In his petition, Vega raises four grounds for habeas relief. First, he asserts that he was denied due process of law because of errors relating to the mental competency examination reports that were prepared in advance of trial. Second, Vega contends that the jury's guilty verdict was against the weight of the evidence. Third, he argues that the trial court's Sandoval ruling (dealing with the extent to which the prosecutor could cross-examine Vega about his prior criminal history) was erroneous. Fourth, Vega claims that his sentence was unduly harsh and excessive.
DISCUSSION
I. General Principles
At the outset, certain principles must be kept in mind. First, in reviewing state criminal convictions in a federal habeas corpus proceeding, a federal court does not sit as a super-appellate court. See Estelle v. McGuire, 502 U.S. 62, 67-68 (1991).
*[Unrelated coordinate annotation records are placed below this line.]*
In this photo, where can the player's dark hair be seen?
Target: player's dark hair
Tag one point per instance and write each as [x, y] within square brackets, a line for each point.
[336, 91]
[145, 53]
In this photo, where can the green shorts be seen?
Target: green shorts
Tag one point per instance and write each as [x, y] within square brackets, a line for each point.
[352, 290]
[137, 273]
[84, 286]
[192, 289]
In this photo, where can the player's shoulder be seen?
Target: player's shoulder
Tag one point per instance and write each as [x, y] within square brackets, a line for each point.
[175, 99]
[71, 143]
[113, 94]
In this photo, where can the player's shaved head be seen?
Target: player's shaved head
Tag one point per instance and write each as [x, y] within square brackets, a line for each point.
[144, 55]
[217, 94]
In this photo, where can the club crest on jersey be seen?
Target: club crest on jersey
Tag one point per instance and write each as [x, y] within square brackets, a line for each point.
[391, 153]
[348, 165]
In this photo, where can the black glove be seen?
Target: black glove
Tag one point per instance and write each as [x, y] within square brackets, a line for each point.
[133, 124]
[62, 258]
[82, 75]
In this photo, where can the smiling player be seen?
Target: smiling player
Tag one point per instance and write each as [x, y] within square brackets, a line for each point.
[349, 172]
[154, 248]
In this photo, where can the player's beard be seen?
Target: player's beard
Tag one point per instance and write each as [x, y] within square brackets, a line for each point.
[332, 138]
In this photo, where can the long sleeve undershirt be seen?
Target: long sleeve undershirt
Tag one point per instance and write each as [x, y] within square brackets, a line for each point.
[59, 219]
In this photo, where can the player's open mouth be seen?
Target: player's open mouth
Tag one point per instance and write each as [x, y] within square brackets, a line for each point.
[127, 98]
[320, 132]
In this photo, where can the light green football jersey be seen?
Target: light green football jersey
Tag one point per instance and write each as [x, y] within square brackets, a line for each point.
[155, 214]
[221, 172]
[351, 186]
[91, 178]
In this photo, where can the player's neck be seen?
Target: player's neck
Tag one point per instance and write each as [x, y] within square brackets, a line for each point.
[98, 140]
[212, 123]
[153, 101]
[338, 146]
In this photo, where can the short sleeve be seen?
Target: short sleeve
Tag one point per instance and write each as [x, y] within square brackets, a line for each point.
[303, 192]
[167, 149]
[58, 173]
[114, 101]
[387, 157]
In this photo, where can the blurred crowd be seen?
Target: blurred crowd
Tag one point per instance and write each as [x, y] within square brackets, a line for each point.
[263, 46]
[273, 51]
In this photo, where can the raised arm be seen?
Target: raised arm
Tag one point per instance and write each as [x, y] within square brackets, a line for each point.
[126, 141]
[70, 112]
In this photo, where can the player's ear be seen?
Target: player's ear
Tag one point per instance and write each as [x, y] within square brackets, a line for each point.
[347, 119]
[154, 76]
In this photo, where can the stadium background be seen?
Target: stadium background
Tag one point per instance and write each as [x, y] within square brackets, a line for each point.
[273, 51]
See also Ponnapula v. Spitzer, 2 297 F.3d 172, 182-83 (2d Cir. 2002) (cautioning against fashioning “every nuance of state law ... into a [legal insufficiency] problem, thereby transforming federal habeas courts into super-appellate state courts, ” a role which “[b]oth Congress and the Supreme Court prohibit for federal habeas courts”).
In other words, “[f]ederal habeas corpus is a backstop. It lets federal courts review the merits of federal claims in state criminal cases. But federal courts do not sit to review state law. So federal courts will not review federal claims when the state court's decisions are supported by a state-law reason, an ‘independent and adequate state ground[ ].'” Richardson v. Superintendent Coal Township SCI, 905 F.3d 750, 759 (3d Cir. 2018) (quoting Coleman v. Thompson, 501 U.S. 722, 729 (1991)).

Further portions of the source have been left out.